Issue: Under New York law, may liability for a fall be based on a claim that a floor or surface was always slippery?
|Area of Law:||Personal Injury & Negligence|
|Keywords:||Liability for a fall; Inherently slippery condition of the floor|
|Cited Cases:||680 N.Y.S.2d 511; 261 A.D. 2d 368|
A claim that a floor was slippery all the time and therefore not safe to walk upon is tantamount to claiming the “inherent qualities” of the product as a basis of liability, a proposition rejected by the Court in Forni v. Ferguson, 232 A.D. 2d 176 (1st Dept., 1996). The mere fact that a floor may be shiny or slippery does not support a cause of action to recover damages for negligence, nor does it give rise to any inference of negligence. See Lee v. Rite-Aid, 261 A.D. 2d 368. It is well settled that absent proof of the reason for a plaintiff’s fall other than the “inherently slippery” condition of the floor, no cause of action can properly be maintained. Kruimer v.

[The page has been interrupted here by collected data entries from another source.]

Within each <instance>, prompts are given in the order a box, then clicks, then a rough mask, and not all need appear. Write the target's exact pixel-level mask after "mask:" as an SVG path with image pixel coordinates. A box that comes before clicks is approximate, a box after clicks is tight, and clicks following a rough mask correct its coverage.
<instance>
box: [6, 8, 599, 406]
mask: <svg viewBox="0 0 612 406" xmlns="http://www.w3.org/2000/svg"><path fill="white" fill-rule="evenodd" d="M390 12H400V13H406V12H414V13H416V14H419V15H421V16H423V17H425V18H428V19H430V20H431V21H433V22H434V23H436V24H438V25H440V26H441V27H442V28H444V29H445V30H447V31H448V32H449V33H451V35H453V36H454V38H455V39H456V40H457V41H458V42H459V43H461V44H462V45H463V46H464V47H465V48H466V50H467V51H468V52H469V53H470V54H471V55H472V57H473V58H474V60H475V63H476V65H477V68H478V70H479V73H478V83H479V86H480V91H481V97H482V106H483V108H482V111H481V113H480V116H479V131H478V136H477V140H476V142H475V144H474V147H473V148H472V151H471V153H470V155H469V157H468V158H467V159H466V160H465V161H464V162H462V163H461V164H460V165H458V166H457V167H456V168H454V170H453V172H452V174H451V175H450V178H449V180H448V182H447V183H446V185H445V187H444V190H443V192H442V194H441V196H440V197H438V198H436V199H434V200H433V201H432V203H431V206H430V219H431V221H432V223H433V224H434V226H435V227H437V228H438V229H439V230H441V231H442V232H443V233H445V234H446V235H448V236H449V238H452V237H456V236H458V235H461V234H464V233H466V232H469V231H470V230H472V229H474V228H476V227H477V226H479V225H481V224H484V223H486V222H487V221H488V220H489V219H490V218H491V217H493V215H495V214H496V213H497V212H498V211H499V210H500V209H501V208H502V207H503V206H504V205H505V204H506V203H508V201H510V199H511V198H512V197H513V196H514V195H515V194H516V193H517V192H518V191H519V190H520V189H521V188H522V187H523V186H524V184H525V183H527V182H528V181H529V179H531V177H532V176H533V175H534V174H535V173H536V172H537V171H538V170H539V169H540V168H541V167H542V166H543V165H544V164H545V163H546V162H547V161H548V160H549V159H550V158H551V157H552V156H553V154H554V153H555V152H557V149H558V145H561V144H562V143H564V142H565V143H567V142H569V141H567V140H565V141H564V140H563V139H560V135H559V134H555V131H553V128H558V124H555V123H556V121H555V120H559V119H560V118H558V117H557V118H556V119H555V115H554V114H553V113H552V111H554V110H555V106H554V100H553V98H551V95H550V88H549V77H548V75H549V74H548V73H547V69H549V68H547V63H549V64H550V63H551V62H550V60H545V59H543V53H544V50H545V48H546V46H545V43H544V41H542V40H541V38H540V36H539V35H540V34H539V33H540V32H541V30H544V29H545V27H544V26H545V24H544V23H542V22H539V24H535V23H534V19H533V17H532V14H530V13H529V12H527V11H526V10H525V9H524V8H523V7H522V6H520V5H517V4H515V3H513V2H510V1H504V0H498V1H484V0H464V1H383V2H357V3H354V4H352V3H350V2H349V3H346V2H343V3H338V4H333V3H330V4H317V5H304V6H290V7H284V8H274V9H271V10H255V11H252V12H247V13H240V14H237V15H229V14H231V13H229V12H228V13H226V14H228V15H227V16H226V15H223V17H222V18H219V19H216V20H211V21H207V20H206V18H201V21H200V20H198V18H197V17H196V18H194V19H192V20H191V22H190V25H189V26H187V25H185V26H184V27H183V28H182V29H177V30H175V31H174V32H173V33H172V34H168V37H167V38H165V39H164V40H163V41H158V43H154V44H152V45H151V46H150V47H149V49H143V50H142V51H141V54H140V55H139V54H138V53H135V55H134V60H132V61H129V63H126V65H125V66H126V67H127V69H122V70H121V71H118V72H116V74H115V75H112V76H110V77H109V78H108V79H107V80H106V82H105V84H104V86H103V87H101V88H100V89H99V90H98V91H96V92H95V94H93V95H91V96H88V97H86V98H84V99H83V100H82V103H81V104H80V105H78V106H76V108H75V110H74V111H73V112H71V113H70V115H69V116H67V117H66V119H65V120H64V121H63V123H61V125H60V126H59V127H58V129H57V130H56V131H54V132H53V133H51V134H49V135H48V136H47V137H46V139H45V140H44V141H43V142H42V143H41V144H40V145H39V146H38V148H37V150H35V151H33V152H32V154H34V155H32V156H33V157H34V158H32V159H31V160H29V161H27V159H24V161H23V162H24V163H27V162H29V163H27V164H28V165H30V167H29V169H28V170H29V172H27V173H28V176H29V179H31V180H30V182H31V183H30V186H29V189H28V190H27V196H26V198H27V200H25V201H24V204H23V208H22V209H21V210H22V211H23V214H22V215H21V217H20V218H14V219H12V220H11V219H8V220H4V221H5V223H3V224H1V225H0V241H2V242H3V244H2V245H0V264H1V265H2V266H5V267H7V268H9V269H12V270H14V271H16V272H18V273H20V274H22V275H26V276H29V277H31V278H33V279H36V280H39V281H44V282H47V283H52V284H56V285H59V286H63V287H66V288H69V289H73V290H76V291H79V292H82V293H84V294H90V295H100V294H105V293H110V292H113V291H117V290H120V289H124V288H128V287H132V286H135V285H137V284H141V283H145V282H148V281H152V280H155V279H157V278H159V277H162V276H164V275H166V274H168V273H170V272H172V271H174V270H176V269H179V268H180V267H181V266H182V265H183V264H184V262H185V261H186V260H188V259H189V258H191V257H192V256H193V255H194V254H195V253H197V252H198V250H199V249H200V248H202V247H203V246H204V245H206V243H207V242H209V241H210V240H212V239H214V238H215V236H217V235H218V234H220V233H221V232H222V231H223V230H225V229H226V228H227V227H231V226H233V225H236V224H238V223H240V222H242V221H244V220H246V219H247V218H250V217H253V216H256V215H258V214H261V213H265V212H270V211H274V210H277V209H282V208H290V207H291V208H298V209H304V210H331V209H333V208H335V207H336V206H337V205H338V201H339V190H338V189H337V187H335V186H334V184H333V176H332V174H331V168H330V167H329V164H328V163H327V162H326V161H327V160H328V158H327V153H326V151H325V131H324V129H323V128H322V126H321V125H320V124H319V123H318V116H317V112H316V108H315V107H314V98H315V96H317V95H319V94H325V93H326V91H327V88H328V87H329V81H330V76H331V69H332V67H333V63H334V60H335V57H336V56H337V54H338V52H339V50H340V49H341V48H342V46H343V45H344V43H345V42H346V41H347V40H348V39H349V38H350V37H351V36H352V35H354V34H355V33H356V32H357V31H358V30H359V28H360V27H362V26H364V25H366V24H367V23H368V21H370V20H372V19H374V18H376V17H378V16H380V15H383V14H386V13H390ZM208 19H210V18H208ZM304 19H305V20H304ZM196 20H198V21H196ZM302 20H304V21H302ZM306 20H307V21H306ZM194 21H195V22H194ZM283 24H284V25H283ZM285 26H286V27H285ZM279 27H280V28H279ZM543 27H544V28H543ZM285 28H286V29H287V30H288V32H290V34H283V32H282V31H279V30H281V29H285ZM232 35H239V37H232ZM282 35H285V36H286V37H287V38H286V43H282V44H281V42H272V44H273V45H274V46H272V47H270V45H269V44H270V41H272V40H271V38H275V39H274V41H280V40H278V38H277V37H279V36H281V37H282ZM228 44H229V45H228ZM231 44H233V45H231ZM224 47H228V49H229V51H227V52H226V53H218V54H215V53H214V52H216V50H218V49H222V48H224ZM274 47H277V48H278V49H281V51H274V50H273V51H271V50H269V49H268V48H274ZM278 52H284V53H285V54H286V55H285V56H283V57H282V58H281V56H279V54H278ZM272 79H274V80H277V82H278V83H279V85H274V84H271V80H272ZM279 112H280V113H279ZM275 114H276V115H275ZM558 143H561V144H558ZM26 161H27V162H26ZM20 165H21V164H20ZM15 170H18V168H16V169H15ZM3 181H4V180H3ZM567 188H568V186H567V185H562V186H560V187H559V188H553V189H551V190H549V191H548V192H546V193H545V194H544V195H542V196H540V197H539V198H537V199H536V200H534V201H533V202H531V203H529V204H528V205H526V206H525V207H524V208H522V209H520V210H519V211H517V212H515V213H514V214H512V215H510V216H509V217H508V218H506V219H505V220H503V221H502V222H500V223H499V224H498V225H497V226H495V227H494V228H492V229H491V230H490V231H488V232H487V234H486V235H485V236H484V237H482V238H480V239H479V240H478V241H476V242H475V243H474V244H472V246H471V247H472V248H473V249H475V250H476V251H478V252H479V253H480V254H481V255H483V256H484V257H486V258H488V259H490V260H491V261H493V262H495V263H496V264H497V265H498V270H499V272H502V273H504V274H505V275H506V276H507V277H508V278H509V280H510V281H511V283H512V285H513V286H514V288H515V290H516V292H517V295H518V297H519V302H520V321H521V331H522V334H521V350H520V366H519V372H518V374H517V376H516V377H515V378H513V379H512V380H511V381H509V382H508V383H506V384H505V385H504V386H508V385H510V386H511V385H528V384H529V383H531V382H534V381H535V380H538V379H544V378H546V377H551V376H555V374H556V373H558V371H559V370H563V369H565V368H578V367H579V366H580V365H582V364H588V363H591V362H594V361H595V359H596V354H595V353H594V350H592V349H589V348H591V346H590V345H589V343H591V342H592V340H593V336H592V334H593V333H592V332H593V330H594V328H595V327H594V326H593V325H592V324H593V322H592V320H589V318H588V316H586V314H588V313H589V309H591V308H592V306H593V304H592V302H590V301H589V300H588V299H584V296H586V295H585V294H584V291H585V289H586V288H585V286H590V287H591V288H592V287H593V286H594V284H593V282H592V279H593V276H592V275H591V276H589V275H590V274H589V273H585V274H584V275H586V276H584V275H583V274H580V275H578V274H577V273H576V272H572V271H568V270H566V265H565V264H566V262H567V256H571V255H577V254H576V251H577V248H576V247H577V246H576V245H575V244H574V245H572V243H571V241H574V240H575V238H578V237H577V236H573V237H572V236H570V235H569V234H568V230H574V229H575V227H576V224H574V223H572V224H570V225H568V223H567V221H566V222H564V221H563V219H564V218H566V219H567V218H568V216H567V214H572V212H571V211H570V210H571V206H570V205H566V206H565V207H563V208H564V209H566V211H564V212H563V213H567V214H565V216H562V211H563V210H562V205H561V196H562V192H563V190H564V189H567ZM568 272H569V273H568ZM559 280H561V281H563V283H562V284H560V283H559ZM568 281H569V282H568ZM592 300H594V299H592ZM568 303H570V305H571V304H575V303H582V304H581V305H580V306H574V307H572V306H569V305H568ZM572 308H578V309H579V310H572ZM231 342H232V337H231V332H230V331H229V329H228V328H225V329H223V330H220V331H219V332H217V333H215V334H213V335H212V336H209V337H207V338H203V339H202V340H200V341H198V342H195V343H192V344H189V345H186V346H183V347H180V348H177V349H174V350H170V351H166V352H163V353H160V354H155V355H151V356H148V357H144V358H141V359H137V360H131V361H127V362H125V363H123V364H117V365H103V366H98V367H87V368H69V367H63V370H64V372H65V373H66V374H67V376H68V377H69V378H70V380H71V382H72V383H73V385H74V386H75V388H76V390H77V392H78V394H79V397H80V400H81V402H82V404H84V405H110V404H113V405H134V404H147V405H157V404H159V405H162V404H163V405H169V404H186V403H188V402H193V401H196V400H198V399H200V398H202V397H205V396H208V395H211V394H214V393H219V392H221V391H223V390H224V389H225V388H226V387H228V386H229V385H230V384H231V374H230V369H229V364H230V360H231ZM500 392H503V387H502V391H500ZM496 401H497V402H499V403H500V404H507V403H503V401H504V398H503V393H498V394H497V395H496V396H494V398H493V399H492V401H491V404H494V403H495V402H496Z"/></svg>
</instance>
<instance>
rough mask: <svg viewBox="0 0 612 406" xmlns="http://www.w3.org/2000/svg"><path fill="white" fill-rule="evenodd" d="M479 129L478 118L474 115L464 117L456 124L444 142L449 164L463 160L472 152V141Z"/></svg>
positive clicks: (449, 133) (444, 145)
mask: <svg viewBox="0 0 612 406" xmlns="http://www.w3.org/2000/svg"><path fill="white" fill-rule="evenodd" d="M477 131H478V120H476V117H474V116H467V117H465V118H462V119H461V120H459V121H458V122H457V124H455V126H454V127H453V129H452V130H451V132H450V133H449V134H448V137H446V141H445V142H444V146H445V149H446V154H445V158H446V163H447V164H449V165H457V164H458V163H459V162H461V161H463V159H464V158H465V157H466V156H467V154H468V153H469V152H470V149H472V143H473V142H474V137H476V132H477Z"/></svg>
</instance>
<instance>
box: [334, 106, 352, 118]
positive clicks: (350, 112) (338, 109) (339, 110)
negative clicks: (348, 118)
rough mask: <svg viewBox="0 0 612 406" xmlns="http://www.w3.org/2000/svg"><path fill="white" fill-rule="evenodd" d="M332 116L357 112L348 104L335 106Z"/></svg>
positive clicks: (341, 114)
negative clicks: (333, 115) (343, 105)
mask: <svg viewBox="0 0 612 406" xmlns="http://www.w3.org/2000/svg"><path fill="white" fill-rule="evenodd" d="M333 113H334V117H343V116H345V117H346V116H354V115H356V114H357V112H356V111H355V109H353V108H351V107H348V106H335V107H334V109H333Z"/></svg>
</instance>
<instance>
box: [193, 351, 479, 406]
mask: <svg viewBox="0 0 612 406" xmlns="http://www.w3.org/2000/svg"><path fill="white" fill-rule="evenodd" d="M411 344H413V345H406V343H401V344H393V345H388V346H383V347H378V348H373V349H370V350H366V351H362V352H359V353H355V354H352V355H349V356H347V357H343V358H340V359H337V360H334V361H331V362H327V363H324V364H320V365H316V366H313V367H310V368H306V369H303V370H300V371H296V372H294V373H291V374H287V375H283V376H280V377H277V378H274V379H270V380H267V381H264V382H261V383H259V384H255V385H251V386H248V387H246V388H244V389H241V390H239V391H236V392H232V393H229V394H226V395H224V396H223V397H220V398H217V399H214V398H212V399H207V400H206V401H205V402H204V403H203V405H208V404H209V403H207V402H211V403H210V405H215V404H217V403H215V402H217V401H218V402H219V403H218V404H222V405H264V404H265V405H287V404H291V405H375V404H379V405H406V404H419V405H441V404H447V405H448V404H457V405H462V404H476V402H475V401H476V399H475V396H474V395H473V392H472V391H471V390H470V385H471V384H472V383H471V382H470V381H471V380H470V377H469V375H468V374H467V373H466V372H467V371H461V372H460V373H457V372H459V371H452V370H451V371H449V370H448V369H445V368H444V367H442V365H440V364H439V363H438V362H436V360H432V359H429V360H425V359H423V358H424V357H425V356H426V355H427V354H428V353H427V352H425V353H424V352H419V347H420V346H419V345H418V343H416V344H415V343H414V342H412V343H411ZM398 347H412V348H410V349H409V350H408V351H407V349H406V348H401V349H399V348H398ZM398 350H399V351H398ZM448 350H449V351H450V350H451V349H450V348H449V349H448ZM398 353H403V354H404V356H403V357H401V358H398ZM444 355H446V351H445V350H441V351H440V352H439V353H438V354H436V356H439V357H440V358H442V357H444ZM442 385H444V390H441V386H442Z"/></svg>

National Cleaning Contractors, Inc., 680 N.Y.S.2d 511 (1st Dept., 1998 [citing the Court of Appeals decision of Murphy v. Conner, 84 N.Y.2d 969]. See also Mroz v. Ella Corp., 262 A.D. 2d 465, wherein the court basically “dismissed” a plaintiff’s expert’s opinion which essentially concluded that the “offending” tiles were dangerous and defective in that they were slippery due to their smoothness, the court further stating that such is not an actionable defect.